Arrhythmic right ventricular cardiomyopathy (ARVC) is a hereditary heart muscle disease that causes sudden cardiac death (SCD) in young people. Almost half of ARVC patients have a mutation in genes encoding cell adhesion proteins of the desmosome, including plakoglobin (JUP). We previously reported that cardiac tissue-specific plakoglobin (PG) knockout (PG CKO) mice have no apparent conduction abnormality and survive longer than expected.
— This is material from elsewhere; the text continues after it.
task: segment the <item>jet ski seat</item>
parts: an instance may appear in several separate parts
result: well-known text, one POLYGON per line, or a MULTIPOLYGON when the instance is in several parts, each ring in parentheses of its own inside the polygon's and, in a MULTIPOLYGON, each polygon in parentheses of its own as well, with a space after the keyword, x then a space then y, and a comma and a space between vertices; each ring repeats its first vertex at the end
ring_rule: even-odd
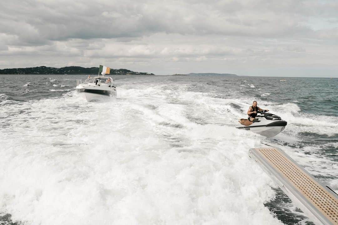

Importantly, the PG homolog, β-catenin (CTNNB1), showed increased association with the gap junction protein connexin43 (Cx43) in PG CKO hearts. To determine whether β-catenin is required to maintain cardiac conduction in the absence of PG, we generated mice lacking both PG and β-catenin specifically in the heart (i.e., double knockout [DKO]). The DKO mice exhibited cardiomyopathy, fibrous tissue replacement, and conduction abnormalities resulting in SCD. Loss of the cadherin linker proteins resulted in dissolution of the intercalated disc (ICD) structure. Moreover, Cx43-containing gap junction plaques were reduced at the ICD, consistent with the arrhythmogenicity of the DKO hearts. Finally, ambulatory electrocardiogram monitoring captured the abrupt onset of spontaneous lethal ventricular arrhythmia in the DKO mice. In conclusion, these studies demonstrate that the N-cadherin-binding partners, PG and β-catenin, are indispensable for maintaining mechanoelectrical coupling in the heart.